61: Find the smallest edge on the outer face. Let it be $$$e$$$ Look at its inner face: each min-cut uses either 0 or 2 edges on that face. It's easy to notice that we can always make one of those edges to be $$$e$$$. This means that we can decrease capacity of $$$e$$$ to 0 and increase capacities of all other edges on that face by the same amount, and all min-cuts will stay the same. Repeat this process until there are no more cycles. Congrats, we have built Gomory-Hu tree of the graph! Now on tree the problem can be easily solved with Kruskal's algorithm.

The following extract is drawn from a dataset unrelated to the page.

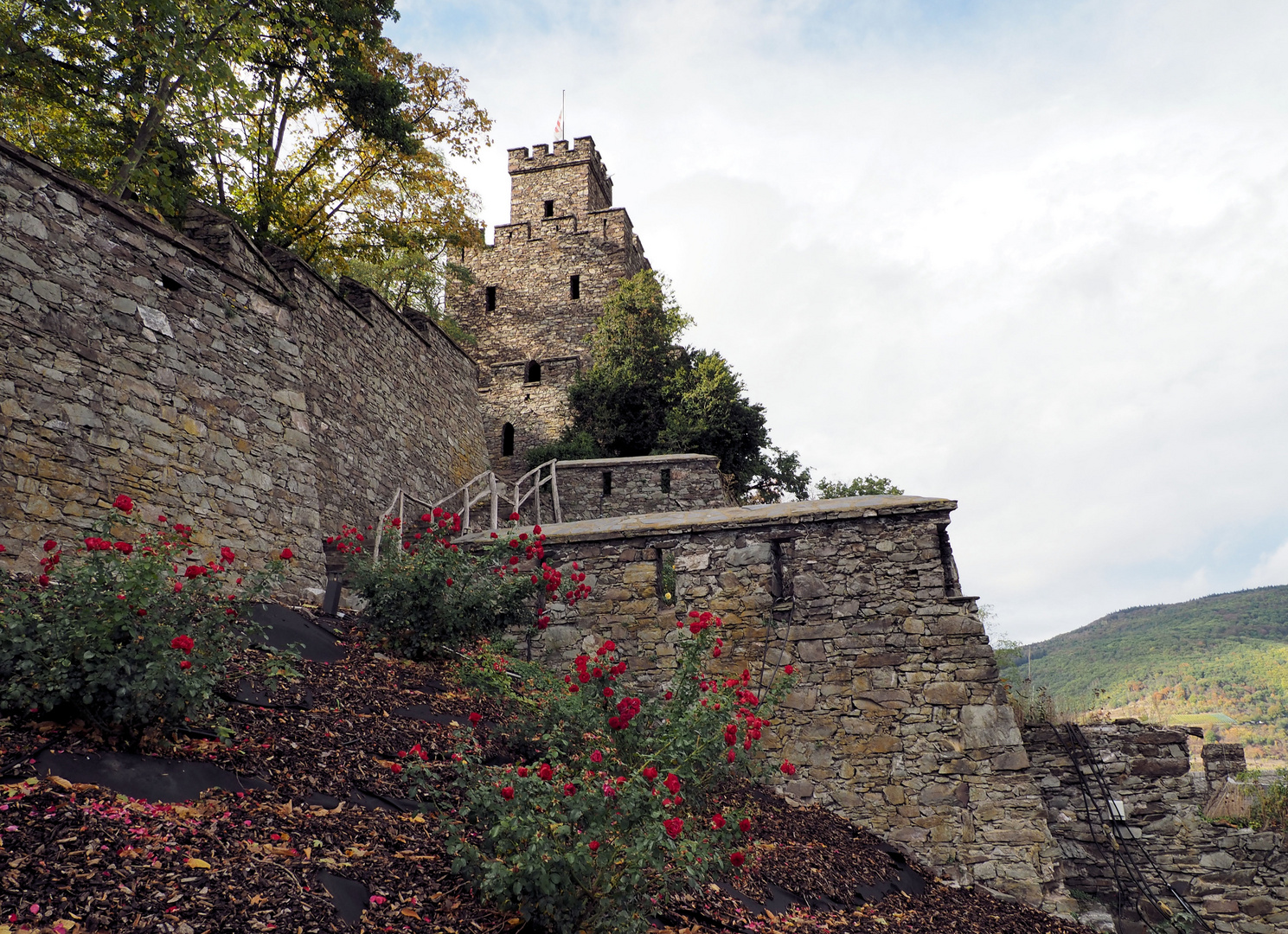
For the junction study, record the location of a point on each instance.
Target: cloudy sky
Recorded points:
(1030, 257)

23: Find a source $$$s$$$ and sink $$$t$$$. They should be unique. Find all paths from $$$s$$$ to $$$t$$$. They should have lengths $$$n, n-1, ..., k+1$$$, where $$$k$$$ is length of the suffix link of $$$t$$$. The first edges on each of those paths correspond to first, second, ..., $$$n-k$$$-th symbols of the string. We don't know the last $$$k$$$ symbols, but they can be determined uniquely if we knew the suffix link of $$$t$$$. So we check all possible suffix links, build a string and check that graphs are isomorphic. You need to check all vertices as different strings can produce the same graph with different suffix links.

Yes, you should use the usual definition. I fixed the statement after the contest, but the old statement was used.

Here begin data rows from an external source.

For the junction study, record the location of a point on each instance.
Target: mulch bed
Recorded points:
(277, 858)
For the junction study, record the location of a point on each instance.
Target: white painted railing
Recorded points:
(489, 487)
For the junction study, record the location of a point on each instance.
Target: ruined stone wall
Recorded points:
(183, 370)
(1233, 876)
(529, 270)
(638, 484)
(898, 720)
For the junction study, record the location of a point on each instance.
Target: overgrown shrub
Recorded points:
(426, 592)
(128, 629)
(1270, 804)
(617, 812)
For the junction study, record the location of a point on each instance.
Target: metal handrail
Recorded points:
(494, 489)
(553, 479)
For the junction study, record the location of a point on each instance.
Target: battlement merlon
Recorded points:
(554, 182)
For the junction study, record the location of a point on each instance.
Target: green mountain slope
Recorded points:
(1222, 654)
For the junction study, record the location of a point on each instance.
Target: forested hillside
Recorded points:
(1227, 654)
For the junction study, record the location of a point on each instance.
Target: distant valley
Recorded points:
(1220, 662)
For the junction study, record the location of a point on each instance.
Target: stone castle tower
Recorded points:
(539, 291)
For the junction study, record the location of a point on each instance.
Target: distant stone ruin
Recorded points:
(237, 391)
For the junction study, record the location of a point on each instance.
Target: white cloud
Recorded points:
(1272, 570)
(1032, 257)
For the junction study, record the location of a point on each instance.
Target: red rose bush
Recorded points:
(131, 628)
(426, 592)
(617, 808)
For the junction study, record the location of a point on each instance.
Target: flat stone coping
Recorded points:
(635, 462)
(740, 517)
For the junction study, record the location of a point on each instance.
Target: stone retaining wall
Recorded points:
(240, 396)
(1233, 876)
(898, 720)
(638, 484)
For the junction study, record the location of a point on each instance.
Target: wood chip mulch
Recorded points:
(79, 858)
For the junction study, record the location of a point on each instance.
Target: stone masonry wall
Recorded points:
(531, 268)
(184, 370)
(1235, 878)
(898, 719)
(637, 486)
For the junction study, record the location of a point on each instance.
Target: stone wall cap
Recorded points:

In one of the problems a few years ago connectedness of a graph was defined as "every vertex has an adjacent edge" xD. Fortunately it didn't matter to my solution.

71 is from GP of Kazan, you can read its editorial.

7 is problem D from AtCoder World Tour Finals 2019, you can find the editorial here.